Le programme Su-30SMD visant à intégrer une partie des technologies (réacteurs, électronique embarquée) du Su-35S au sein du Su-30SM va dans ce sens, le programme Su-34M abordé récemment également et le Su-57, qui doit constituer à terme « la pointe de la flèche » russe, va suivre exactement le même chemin; l’OKB Sukhoï travaille sur un Su-57 dit « de deuxième étape » qui est surnommé officieusement « le Super Sukhoï » (Супер-Сухой).

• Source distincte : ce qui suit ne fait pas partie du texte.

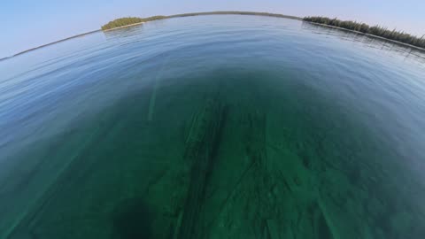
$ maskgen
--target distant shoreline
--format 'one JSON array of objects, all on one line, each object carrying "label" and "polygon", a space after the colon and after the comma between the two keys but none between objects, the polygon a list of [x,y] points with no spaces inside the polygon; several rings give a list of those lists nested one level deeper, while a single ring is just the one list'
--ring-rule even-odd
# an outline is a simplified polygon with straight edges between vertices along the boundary
[{"label": "distant shoreline", "polygon": [[14,58],[14,57],[17,57],[17,56],[19,56],[19,55],[27,53],[27,52],[29,52],[29,51],[35,50],[37,50],[37,49],[41,49],[41,48],[47,47],[47,46],[50,46],[50,45],[54,45],[54,44],[56,44],[56,43],[62,42],[65,42],[65,41],[67,41],[67,40],[70,40],[70,39],[73,39],[73,38],[77,38],[77,37],[84,36],[84,35],[90,35],[90,34],[94,34],[94,33],[97,33],[97,32],[100,32],[100,31],[101,31],[101,30],[99,29],[99,30],[90,31],[90,32],[87,32],[87,33],[83,33],[83,34],[79,34],[79,35],[73,35],[73,36],[70,36],[70,37],[66,37],[66,38],[64,38],[64,39],[61,39],[61,40],[53,42],[47,43],[47,44],[44,44],[44,45],[41,45],[41,46],[38,46],[38,47],[31,48],[31,49],[26,50],[24,50],[24,51],[18,52],[18,53],[12,55],[12,56],[11,56],[11,57],[6,57],[6,58],[0,58],[0,61],[4,60],[4,59],[8,59],[8,58]]},{"label": "distant shoreline", "polygon": [[330,28],[336,28],[336,29],[338,29],[338,30],[344,30],[344,31],[347,31],[347,32],[360,34],[360,35],[367,35],[367,36],[370,36],[370,37],[378,38],[380,40],[388,41],[388,42],[390,42],[392,43],[397,43],[397,44],[400,44],[400,45],[404,45],[404,46],[408,46],[408,47],[414,48],[414,49],[417,49],[417,50],[425,50],[425,49],[421,48],[421,47],[413,46],[413,45],[411,45],[411,44],[408,44],[408,43],[405,43],[405,42],[398,42],[398,41],[396,41],[396,40],[388,39],[388,38],[379,36],[379,35],[375,35],[362,33],[362,32],[359,32],[359,31],[351,30],[351,29],[344,28],[344,27],[336,27],[336,26],[332,26],[332,25],[328,25],[328,24],[322,24],[322,23],[317,23],[317,22],[312,22],[312,21],[305,21],[305,22],[309,23],[309,24],[313,24],[313,25],[318,25],[318,26],[321,26],[321,27],[330,27]]},{"label": "distant shoreline", "polygon": [[133,23],[133,24],[129,24],[129,25],[126,25],[126,26],[122,26],[122,27],[113,27],[113,28],[111,28],[111,29],[106,29],[106,30],[100,30],[100,31],[103,31],[103,32],[110,32],[110,31],[112,31],[112,30],[116,30],[116,29],[120,29],[120,28],[125,28],[125,27],[133,27],[133,26],[137,26],[137,25],[142,25],[145,23],[145,21],[141,21],[141,22],[137,22],[137,23]]},{"label": "distant shoreline", "polygon": [[[161,16],[161,17],[163,17],[161,19],[174,19],[174,18],[183,18],[183,17],[193,17],[193,16],[205,16],[205,15],[264,16],[264,17],[273,17],[273,18],[291,19],[297,19],[297,20],[303,21],[303,18],[297,17],[297,16],[291,16],[291,15],[269,13],[269,12],[238,12],[238,11],[202,12],[174,14],[174,15],[169,15],[169,16]],[[149,19],[149,18],[147,18],[147,19]],[[153,19],[153,20],[158,20],[158,19]],[[142,21],[142,22],[129,24],[129,25],[126,25],[126,26],[122,26],[122,27],[113,27],[113,28],[105,29],[105,30],[97,29],[97,30],[76,35],[67,37],[67,38],[65,38],[65,39],[62,39],[62,40],[58,40],[58,41],[56,41],[56,42],[50,42],[50,43],[47,43],[47,44],[44,44],[44,45],[41,45],[41,46],[38,46],[38,47],[28,49],[27,50],[20,51],[20,52],[16,53],[12,56],[10,56],[10,57],[5,57],[5,58],[0,58],[0,61],[8,59],[8,58],[13,58],[13,57],[17,57],[17,56],[19,56],[19,55],[22,55],[22,54],[25,54],[25,53],[41,49],[41,48],[44,48],[44,47],[47,47],[47,46],[50,46],[50,45],[53,45],[53,44],[58,43],[58,42],[65,42],[65,41],[67,41],[67,40],[70,40],[70,39],[73,39],[73,38],[77,38],[77,37],[84,36],[84,35],[97,33],[97,32],[109,32],[109,31],[116,30],[116,29],[130,27],[133,27],[133,26],[142,25],[142,24],[146,23],[146,22],[147,21]],[[417,49],[417,50],[425,50],[424,48],[421,48],[421,47],[418,47],[418,46],[411,45],[411,44],[408,44],[408,43],[405,43],[405,42],[402,42],[388,39],[388,38],[375,35],[365,34],[365,33],[362,33],[362,32],[350,30],[350,29],[346,29],[346,28],[344,28],[344,27],[335,27],[335,26],[329,26],[329,25],[327,25],[327,24],[321,24],[321,23],[311,22],[311,21],[304,21],[304,22],[307,22],[307,23],[314,24],[314,25],[319,25],[319,26],[323,26],[323,27],[329,27],[337,28],[337,29],[341,29],[341,30],[346,30],[346,31],[354,32],[354,33],[358,33],[358,34],[363,34],[363,35],[367,35],[367,36],[376,37],[376,38],[381,39],[381,40],[385,40],[385,41],[389,41],[389,42],[398,43],[398,44],[401,44],[401,45],[404,45],[404,46],[408,46],[408,47],[414,48],[414,49]]]}]

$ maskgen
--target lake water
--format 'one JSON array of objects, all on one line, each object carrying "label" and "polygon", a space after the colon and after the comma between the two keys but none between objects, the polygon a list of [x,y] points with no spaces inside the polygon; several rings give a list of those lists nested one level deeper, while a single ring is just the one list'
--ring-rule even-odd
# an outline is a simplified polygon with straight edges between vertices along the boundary
[{"label": "lake water", "polygon": [[0,238],[425,238],[424,160],[425,54],[354,33],[189,17],[0,62]]}]

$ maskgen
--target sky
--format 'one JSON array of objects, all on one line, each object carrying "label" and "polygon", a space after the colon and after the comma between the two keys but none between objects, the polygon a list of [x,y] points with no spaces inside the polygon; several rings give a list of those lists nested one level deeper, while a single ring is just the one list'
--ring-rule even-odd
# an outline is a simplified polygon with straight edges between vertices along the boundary
[{"label": "sky", "polygon": [[120,17],[250,11],[327,16],[379,24],[421,36],[425,0],[1,0],[0,58],[99,29]]}]

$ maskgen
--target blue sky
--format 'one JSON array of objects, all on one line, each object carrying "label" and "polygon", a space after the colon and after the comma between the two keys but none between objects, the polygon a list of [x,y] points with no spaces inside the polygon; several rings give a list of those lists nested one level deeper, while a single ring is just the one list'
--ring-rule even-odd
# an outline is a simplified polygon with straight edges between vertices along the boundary
[{"label": "blue sky", "polygon": [[0,4],[0,58],[98,29],[124,16],[220,10],[321,15],[425,34],[425,0],[12,0]]}]

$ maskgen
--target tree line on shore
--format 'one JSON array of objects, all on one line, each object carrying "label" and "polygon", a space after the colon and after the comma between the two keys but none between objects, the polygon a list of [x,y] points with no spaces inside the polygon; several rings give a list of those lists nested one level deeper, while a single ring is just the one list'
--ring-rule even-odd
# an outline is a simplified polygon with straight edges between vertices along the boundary
[{"label": "tree line on shore", "polygon": [[381,26],[369,27],[369,25],[352,21],[352,20],[340,20],[337,19],[329,19],[325,17],[305,17],[304,21],[320,23],[337,27],[345,28],[348,30],[358,31],[364,34],[369,34],[382,38],[400,42],[403,43],[413,45],[420,48],[425,48],[425,35],[419,38],[410,34],[394,30],[389,30]]},{"label": "tree line on shore", "polygon": [[153,17],[149,17],[149,18],[120,18],[114,20],[112,20],[105,25],[102,26],[102,30],[109,30],[120,27],[124,27],[124,26],[128,26],[132,24],[136,24],[136,23],[141,23],[141,22],[146,22],[146,21],[151,21],[151,20],[157,20],[157,19],[166,19],[166,16],[153,16]]}]

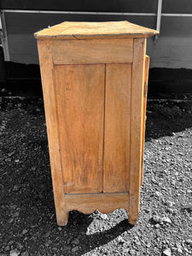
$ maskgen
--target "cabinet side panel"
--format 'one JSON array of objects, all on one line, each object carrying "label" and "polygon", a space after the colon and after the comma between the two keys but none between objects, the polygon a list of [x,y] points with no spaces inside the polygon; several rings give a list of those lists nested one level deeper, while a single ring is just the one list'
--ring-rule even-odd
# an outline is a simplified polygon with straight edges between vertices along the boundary
[{"label": "cabinet side panel", "polygon": [[143,84],[146,39],[134,39],[131,86],[129,223],[138,218],[143,158]]},{"label": "cabinet side panel", "polygon": [[103,191],[129,190],[131,63],[106,64]]},{"label": "cabinet side panel", "polygon": [[105,67],[55,65],[65,193],[102,188]]},{"label": "cabinet side panel", "polygon": [[60,154],[59,129],[56,111],[56,99],[54,84],[51,42],[38,41],[38,54],[41,67],[41,79],[46,116],[51,174],[57,224],[64,225],[67,214],[64,203],[64,187]]}]

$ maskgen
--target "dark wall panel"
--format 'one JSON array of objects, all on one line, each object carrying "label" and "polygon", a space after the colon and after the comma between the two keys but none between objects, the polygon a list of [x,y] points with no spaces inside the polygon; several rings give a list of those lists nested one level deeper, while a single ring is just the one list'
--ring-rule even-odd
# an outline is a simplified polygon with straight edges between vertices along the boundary
[{"label": "dark wall panel", "polygon": [[[155,28],[155,16],[53,15],[5,13],[8,42],[12,61],[38,63],[37,40],[33,33],[63,21],[118,21],[129,20]],[[14,22],[13,22],[14,20]]]},{"label": "dark wall panel", "polygon": [[1,9],[156,13],[157,0],[1,0]]},{"label": "dark wall panel", "polygon": [[192,14],[192,1],[163,0],[162,13]]}]

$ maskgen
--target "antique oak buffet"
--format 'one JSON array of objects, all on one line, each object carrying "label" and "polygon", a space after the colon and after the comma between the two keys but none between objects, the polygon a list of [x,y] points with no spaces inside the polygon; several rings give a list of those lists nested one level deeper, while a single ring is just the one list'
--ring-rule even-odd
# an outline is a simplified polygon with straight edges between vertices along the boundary
[{"label": "antique oak buffet", "polygon": [[148,57],[157,31],[117,22],[63,22],[35,33],[58,225],[68,212],[138,218]]}]

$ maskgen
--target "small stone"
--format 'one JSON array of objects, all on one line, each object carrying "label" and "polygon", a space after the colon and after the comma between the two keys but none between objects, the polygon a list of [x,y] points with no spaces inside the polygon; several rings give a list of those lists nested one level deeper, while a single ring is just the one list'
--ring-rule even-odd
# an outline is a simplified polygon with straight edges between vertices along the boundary
[{"label": "small stone", "polygon": [[8,156],[10,157],[10,156],[12,156],[14,154],[15,154],[15,151],[13,151],[13,152],[8,154]]},{"label": "small stone", "polygon": [[174,213],[174,210],[172,209],[172,208],[168,208],[166,211],[167,211],[169,213],[172,213],[172,214]]},{"label": "small stone", "polygon": [[102,219],[107,219],[108,217],[108,215],[107,214],[105,214],[105,213],[101,213],[101,218],[102,218]]},{"label": "small stone", "polygon": [[153,220],[156,223],[161,223],[162,222],[162,218],[160,217],[159,217],[158,215],[154,215],[153,216]]},{"label": "small stone", "polygon": [[159,228],[160,227],[160,225],[159,224],[156,224],[154,225],[154,227],[155,227],[156,229],[159,229]]},{"label": "small stone", "polygon": [[185,242],[186,242],[187,244],[189,244],[190,246],[192,246],[192,240],[191,240],[191,239],[187,239],[187,240],[185,241]]},{"label": "small stone", "polygon": [[68,246],[64,246],[64,247],[63,247],[63,251],[64,252],[67,252],[67,251],[70,251],[71,250],[71,247],[68,247]]},{"label": "small stone", "polygon": [[21,251],[21,249],[23,248],[23,245],[20,242],[17,242],[17,248]]},{"label": "small stone", "polygon": [[159,191],[156,191],[156,192],[155,192],[155,195],[156,195],[158,197],[163,196],[163,195],[162,195],[160,192],[159,192]]},{"label": "small stone", "polygon": [[19,217],[19,215],[20,215],[20,212],[15,212],[15,213],[12,215],[12,217],[13,217],[13,218],[17,218],[17,217]]},{"label": "small stone", "polygon": [[78,238],[73,240],[73,241],[71,242],[72,244],[75,244],[75,245],[79,245],[79,240]]},{"label": "small stone", "polygon": [[29,256],[29,253],[27,251],[23,252],[20,256]]},{"label": "small stone", "polygon": [[189,212],[192,212],[192,204],[187,204],[183,206],[183,208]]},{"label": "small stone", "polygon": [[19,186],[18,185],[15,185],[14,186],[14,191],[18,191],[19,190]]},{"label": "small stone", "polygon": [[165,251],[163,251],[163,254],[166,256],[171,256],[172,255],[171,249],[170,248],[166,249]]},{"label": "small stone", "polygon": [[136,255],[136,251],[133,250],[133,249],[131,249],[131,250],[129,251],[129,253],[130,253],[131,255]]},{"label": "small stone", "polygon": [[15,243],[14,241],[9,241],[9,243],[8,243],[8,245],[12,245],[12,244],[14,244],[14,243]]},{"label": "small stone", "polygon": [[163,217],[162,221],[166,223],[172,224],[172,220],[169,218],[169,217]]},{"label": "small stone", "polygon": [[51,243],[51,241],[49,239],[49,240],[47,240],[46,241],[45,241],[45,246],[46,247],[49,247],[49,245]]},{"label": "small stone", "polygon": [[79,250],[79,247],[75,247],[72,248],[72,253],[74,253],[78,250]]},{"label": "small stone", "polygon": [[186,253],[189,253],[189,250],[188,250],[188,248],[186,248],[186,247],[183,247],[183,250],[184,250]]},{"label": "small stone", "polygon": [[175,180],[172,180],[171,183],[172,183],[173,186],[175,186],[176,181],[175,181]]},{"label": "small stone", "polygon": [[118,241],[119,243],[121,243],[121,244],[122,244],[122,243],[125,242],[125,240],[123,239],[122,236],[119,236],[118,238],[117,238],[117,241]]},{"label": "small stone", "polygon": [[13,221],[14,221],[14,218],[9,218],[9,219],[8,220],[9,223],[12,223]]},{"label": "small stone", "polygon": [[10,256],[18,256],[18,255],[20,255],[20,251],[19,251],[18,249],[10,251]]},{"label": "small stone", "polygon": [[5,250],[5,252],[9,251],[10,250],[9,246],[6,246],[6,247],[4,248],[4,250]]},{"label": "small stone", "polygon": [[27,230],[22,230],[22,235],[25,235],[25,234],[26,234],[27,232],[28,232]]},{"label": "small stone", "polygon": [[9,158],[9,158],[6,158],[6,159],[5,159],[5,161],[6,161],[6,162],[10,162],[10,161],[11,161],[11,158]]},{"label": "small stone", "polygon": [[175,203],[173,201],[166,201],[166,205],[168,207],[171,207],[171,208],[173,207],[174,204]]},{"label": "small stone", "polygon": [[49,236],[49,235],[50,235],[50,231],[48,231],[44,236],[46,238],[46,237]]},{"label": "small stone", "polygon": [[177,246],[177,252],[180,253],[183,253],[182,246],[180,245],[180,243],[177,242],[176,246]]}]

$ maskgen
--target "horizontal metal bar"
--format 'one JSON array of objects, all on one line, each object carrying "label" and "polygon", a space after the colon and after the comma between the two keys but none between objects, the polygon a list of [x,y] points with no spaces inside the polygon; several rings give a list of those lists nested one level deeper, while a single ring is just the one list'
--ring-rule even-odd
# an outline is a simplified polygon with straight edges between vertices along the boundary
[{"label": "horizontal metal bar", "polygon": [[[20,14],[51,14],[51,15],[125,15],[125,16],[156,16],[154,13],[119,13],[119,12],[86,12],[86,11],[52,11],[32,9],[2,9],[4,13]],[[165,17],[192,17],[192,14],[161,14]]]},{"label": "horizontal metal bar", "polygon": [[155,16],[153,13],[116,13],[116,12],[86,12],[86,11],[50,11],[50,10],[24,10],[24,9],[2,9],[4,13],[20,14],[51,14],[51,15],[131,15],[131,16]]},{"label": "horizontal metal bar", "polygon": [[164,17],[192,17],[192,14],[161,14]]}]

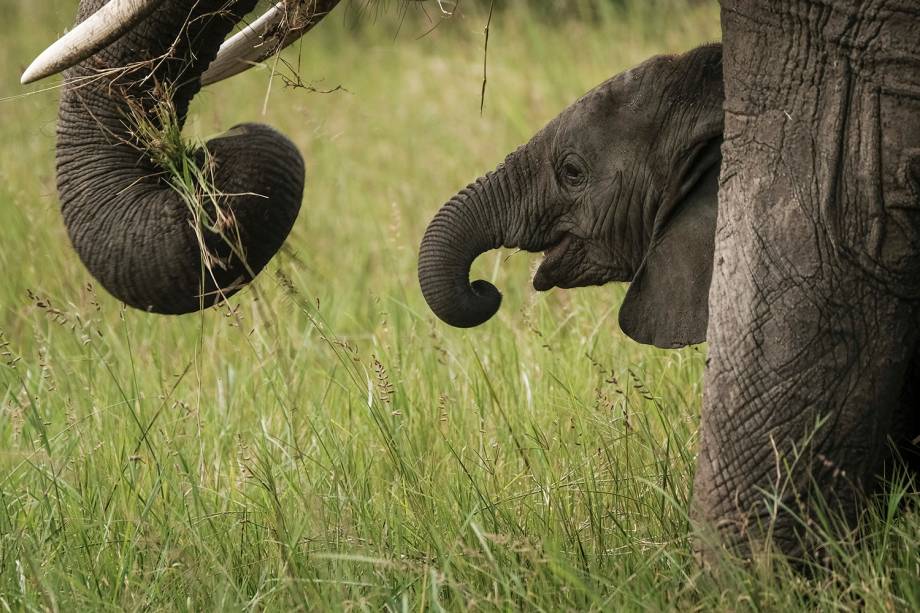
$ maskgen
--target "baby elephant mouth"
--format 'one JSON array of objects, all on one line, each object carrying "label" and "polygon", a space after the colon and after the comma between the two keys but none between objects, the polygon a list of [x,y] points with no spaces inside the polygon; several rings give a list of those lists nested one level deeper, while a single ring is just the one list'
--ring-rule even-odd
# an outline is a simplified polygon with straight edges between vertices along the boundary
[{"label": "baby elephant mouth", "polygon": [[553,287],[573,287],[584,262],[584,241],[571,234],[543,252],[543,262],[533,277],[533,287],[545,292]]}]

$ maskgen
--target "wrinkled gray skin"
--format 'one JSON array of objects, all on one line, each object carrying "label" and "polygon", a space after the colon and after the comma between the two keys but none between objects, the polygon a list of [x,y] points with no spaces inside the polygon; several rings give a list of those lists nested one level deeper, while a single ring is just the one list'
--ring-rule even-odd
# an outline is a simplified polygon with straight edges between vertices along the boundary
[{"label": "wrinkled gray skin", "polygon": [[722,52],[656,57],[594,88],[454,196],[422,240],[419,281],[445,322],[476,326],[501,295],[469,283],[497,247],[546,251],[538,290],[632,281],[635,340],[705,340],[722,141]]},{"label": "wrinkled gray skin", "polygon": [[[331,9],[338,0],[321,2]],[[103,4],[83,0],[78,20]],[[154,109],[166,99],[184,123],[202,72],[255,4],[164,0],[120,40],[65,74],[57,141],[64,222],[93,276],[133,307],[187,313],[232,295],[271,259],[297,218],[304,163],[288,139],[257,124],[212,139],[208,155],[195,154],[222,194],[217,207],[224,223],[201,227],[216,259],[206,270],[188,204],[136,136],[137,116],[160,126]],[[99,73],[124,67],[131,68],[114,77]],[[216,219],[211,203],[206,213]]]},{"label": "wrinkled gray skin", "polygon": [[[723,4],[721,187],[722,50],[655,58],[445,204],[419,280],[463,327],[500,303],[468,281],[487,249],[547,250],[540,290],[632,280],[630,336],[710,342],[692,509],[704,555],[772,540],[810,557],[816,500],[852,524],[893,449],[920,468],[920,11],[822,3],[800,21]],[[833,38],[849,27],[852,48]]]}]

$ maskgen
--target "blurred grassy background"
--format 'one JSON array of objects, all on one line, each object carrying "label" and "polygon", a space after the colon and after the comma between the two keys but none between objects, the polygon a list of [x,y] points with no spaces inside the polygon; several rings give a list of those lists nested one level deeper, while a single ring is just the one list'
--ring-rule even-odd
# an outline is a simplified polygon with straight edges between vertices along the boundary
[{"label": "blurred grassy background", "polygon": [[257,69],[196,99],[189,137],[269,123],[308,185],[252,288],[182,318],[122,309],[68,244],[56,82],[18,77],[74,7],[0,0],[4,610],[920,608],[920,519],[891,505],[812,581],[698,570],[704,352],[627,339],[623,287],[537,294],[538,256],[491,253],[505,302],[474,330],[418,291],[443,201],[598,82],[717,40],[714,2],[499,2],[481,115],[488,3],[338,9],[285,57],[344,90]]}]

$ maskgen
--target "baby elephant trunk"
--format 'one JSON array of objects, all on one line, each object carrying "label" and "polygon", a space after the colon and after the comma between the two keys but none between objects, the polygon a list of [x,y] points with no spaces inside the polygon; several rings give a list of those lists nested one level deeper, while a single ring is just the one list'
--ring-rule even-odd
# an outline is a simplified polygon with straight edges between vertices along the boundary
[{"label": "baby elephant trunk", "polygon": [[[485,323],[498,311],[502,295],[484,280],[470,283],[473,261],[504,244],[509,210],[502,206],[501,167],[468,185],[441,207],[425,231],[418,278],[431,310],[458,328]],[[505,245],[512,246],[512,245]]]}]

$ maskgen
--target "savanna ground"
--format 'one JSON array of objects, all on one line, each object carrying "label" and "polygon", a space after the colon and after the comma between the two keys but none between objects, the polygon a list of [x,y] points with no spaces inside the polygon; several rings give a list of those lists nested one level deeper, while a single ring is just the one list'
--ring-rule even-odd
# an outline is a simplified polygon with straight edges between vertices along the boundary
[{"label": "savanna ground", "polygon": [[717,40],[718,8],[501,3],[480,115],[487,6],[363,4],[299,49],[346,91],[254,70],[194,103],[187,136],[269,123],[308,186],[252,288],[176,318],[122,308],[67,241],[55,82],[18,76],[75,2],[0,0],[0,609],[920,609],[903,488],[810,578],[699,569],[705,348],[630,341],[622,287],[537,294],[537,256],[494,252],[474,273],[504,306],[465,331],[418,291],[446,198],[601,80]]}]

Avant de poursuivre, il est utile de préciser que les travaux de recherches et développement pour le Su-57 « V2.0 » se font de manière concomitante avec la production des Su-57 de série qui se déroule actuellement et dont 76 appareils sont attendus d’ici à 2027; l’arrivée de l’un ne phagocytera pas l’autre dans un premier temps même si il est évident que les résultats obtenus dans le cadre du Su-57 « V2.0 » seront intégrés dans les avions en cours de production. C’est ce qui était déjà prévu en ce qui concerne le nouveau moteur Izd.30 notamment. L’article en question détaille également une partie des travaux qui vont être réalisés sur le Su-57, une partie de ces derniers ne sont pas une surprise car connus de longue date tandis que d’autres sont plus surprenants.

Crash du premier Su-57 de série: une explication?

Autre information publiée ces dernières heures bien que non-confirmée officiellement pour l’instant (elle ne le sera fort probablement pas d’ailleurs); la cause du crash du premier Su-57 de série (numéro de Bort 01 Bleu / Numéro de construction 51001) serait enfin connue.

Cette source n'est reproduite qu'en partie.